Republicans Plan to Retake the House Using a Key Part of Democrats' 2018 Playbook

AP Photo/Chris Carlson, File

Republicans need just 5 seats in the 2022 mid-terms in order to flip the House and they’re celebrating the military veterans who have decided to run on the GOP ticket.


The military is the most-trusted institution in America and former military candidates do well in swing districts. The GOP has targeted 47 of these districts. The party believes Republicans have a strong lineup to put on the field in 2022, complete with veteran candidates and more women and black candidates who have already entered the races.

The same strategy worked well for Democrats in 2018 when they took over the House. Republicans are hoping they can duplicate that feat.


In the first three months of the off-year, party recruiters are reporting a surge of enthusiasm from a diverse crop of prospective candidates, including women and people of color. National Republican Congressional Committee leaders have so far talked to 112 recruits in their 47 target districts. But they say they are particularly excited about an uptick in interest from those who served in the military — a trend they think will serve them well in competitive districts.

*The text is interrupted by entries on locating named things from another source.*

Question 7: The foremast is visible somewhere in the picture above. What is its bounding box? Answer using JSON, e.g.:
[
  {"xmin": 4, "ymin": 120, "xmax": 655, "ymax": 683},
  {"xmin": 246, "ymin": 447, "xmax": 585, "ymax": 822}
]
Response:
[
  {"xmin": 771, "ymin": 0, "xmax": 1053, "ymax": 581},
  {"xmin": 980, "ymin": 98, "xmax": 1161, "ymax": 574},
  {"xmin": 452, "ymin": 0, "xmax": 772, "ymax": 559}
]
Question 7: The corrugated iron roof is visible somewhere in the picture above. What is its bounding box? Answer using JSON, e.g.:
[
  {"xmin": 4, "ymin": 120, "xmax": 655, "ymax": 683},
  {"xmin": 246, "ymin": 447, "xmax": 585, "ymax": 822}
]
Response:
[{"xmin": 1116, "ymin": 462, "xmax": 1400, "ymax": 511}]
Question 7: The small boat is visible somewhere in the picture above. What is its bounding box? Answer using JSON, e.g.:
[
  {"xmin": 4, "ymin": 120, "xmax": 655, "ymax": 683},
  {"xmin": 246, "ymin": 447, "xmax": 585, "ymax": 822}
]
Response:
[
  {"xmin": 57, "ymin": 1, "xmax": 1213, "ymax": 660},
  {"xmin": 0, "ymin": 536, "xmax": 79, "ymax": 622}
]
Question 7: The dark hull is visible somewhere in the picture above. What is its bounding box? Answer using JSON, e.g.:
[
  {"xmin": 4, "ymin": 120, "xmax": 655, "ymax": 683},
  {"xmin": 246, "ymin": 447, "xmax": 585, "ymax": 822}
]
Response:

Democrats won the House four years ago thanks to a collection of candidates who were veterans or had national-security experience, a profile that seemed to appeal to swing voters. GOP strategists are acutely aware that they narrowly missed the House majority in 2020 due, in part, to recruitment failures in key districts. And they’re determined to assemble a roster of candidates that can close the five-seat gap and secure control of the chamber.


For Republicans, enlisting military veterans to run for office is a no-brainer. More than two-thirds of all veterans are Republicans. That represents a sizable voting bloc and base of support for any candidate who has had military experience.

Jen Kiggans, a former Navy pilot who now serves as a Virginia state senator and nurse practitioner, is expected to formally launch a run next week against Democratic Rep. Elaine Luria in the Tidewater region. Harold Earls IV, a retired Army captain who summited Mt. Everest and led the elite unit that guards the Tomb of the Unknown Soldier in Arlington National Cemetery, just announced a run in suburban Atlanta. And in the Orlando area, Cory Mills, an Army Bronze Star recipient who survived two bombings in the Middle East, is already running against Rep. Stephanie Murphy (D-Fla.).

It’s no accident that those three candidates are running in states that feature a large number of veterans. All should do well in very competitive districts.

The January 6 Capitol riots appear to have motivated some vets who believe the country is in deep trouble and are looking to serve.

“That scared them. And they want to right the country,” said Sarah Chamberlain, the president of the Republican Main Street Partnership. In searching for 2022 candidates, she said veterans were self-recruiting. “These guys — and women — have fought in battle. And now they’re like, ‘Listen, it’s time to serve here because we don’t want to see the Capitol surrounded by fencing and shut off from the people in this country.’”


Republicans will have one more advantage; congressional districts will be added in some red states. The process of finding the right candidates to run could start by asking if they served. They could certainly do worse.